Uno de los otros hombres movió la cabeza.

– Viene tormenta -le advirtió. -Luego no digas que no te avisamos. Si no me crees, mira el barómetro.

– Todavía no hay aviso ni para las embarcaciones pequeñas -replicó Roger. -Y, además, como venga tormenta mañana, va a remover el fondo y no voy a poder hacer nada hasta el fin de semana.

– Tu pasajero va a necesitar un traje de poliuretano.

– Podrías dejarle el tuyo. Tú no vas a salir. -Roger se volvió hacia Lassiter. – ¿Quiere un traje de poliuretano? Son como los de los surfistas. Lo mantendrá caliente.

– No sé -contestó Lassiter. -Si usted cree que me hará falta…

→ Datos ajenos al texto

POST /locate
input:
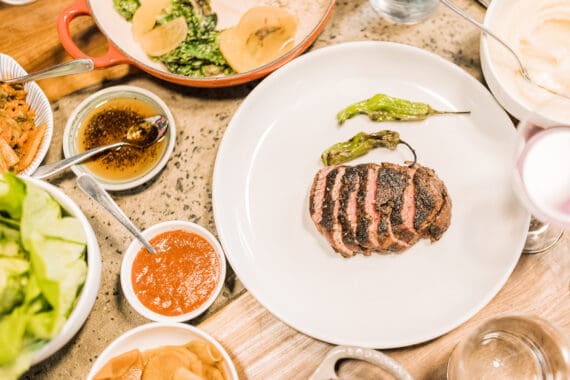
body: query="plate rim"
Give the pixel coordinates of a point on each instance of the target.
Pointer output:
(268, 81)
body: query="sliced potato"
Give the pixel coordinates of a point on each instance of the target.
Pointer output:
(165, 37)
(262, 35)
(146, 15)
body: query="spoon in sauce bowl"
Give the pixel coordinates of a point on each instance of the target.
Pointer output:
(94, 190)
(142, 135)
(522, 69)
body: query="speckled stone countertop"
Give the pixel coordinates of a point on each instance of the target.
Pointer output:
(183, 189)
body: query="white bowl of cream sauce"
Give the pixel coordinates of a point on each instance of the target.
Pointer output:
(539, 31)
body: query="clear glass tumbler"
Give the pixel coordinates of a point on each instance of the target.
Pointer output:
(405, 11)
(512, 347)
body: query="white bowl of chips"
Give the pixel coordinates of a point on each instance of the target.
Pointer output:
(139, 350)
(23, 146)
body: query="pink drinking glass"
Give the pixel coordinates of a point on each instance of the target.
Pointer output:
(542, 180)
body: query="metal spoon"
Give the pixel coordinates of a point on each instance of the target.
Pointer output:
(142, 135)
(94, 190)
(522, 69)
(81, 65)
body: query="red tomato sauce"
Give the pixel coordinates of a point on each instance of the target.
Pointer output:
(180, 277)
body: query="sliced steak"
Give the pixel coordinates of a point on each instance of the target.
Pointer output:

– Bueno, necesitarlo, lo que es necesitarlo, no es que lo necesite. No va a ir nadando, ni nada parecido. -Roger miró el reloj de mareas que colgaba de la pared. -Tendremos agua de sobra -dijo. -Aunque, por otra parte, como se levante viento y usted resulte ser un patoso… Quién sabe -añadió ladeando la cabeza. -Puede que se me congele. Y yo podría quedarme sin licencia.

– ¿Congelarme? -repitió Lassiter.

Roger asintió.

– Sí. Aunque creo que mi traje viejo le podría servir.

Uno de los hombres de la mesa se rió.

– ¿Tu traje viejo? La última vez que lo vi tenía un siete en el culo. No me digas que todavía lo tienes.

– Sí, tiene un siete. ¿Y qué? Aquí el señor no va a bucear. Es sólo para darle calor en el barco. Y, además, así no se congelará si resbala al desembarcar.

– Roger tiene razón -convino un hombre que llevaba una gorra de béisbol. -Igual que no hace falta una bomba atómica para matar a una mosca, tampoco hace falta un traje nuevecito para darse un paseíto en barca.

Fueron a buscar los trajes de poliuretano y la ropa interior calorífica al almacén que había en la parte de detrás del edificio.

– No huelen demasiado bien -comentó Roger olisqueando un par de calzoncillos largos. Después se los lanzó a Lassiter.

Lassiter se encogió de hombros, se desnudó y se volvió a vestir. Luego dobló su ropa en un montoncito y se puso la chaqueta de cuero sobre el traje de poliuretano. Sacó la cartera de los pantalones e intentó metérsela en el bolsillo interior de la chaqueta. Pero el bolsillo ya estaba ocupado.

La carta de Baresi.

– ¿Le pasa algo? -preguntó Roger al ver la expresión de Lassiter.

– No, nada -repuso Lassiter. -Me había olvidado de una cosa, pero no es nada. -Se metió la cartera en el bolsillo, estrujando la carta contra el fondo y lo abotonó. Después metió su ropa en una bolsa de plástico y la cerró con un nudo. Habían quedado en que Roger lo llevaría a la isla esa misma tarde y volvería a recogerlo con la marea alta a la mañana siguiente.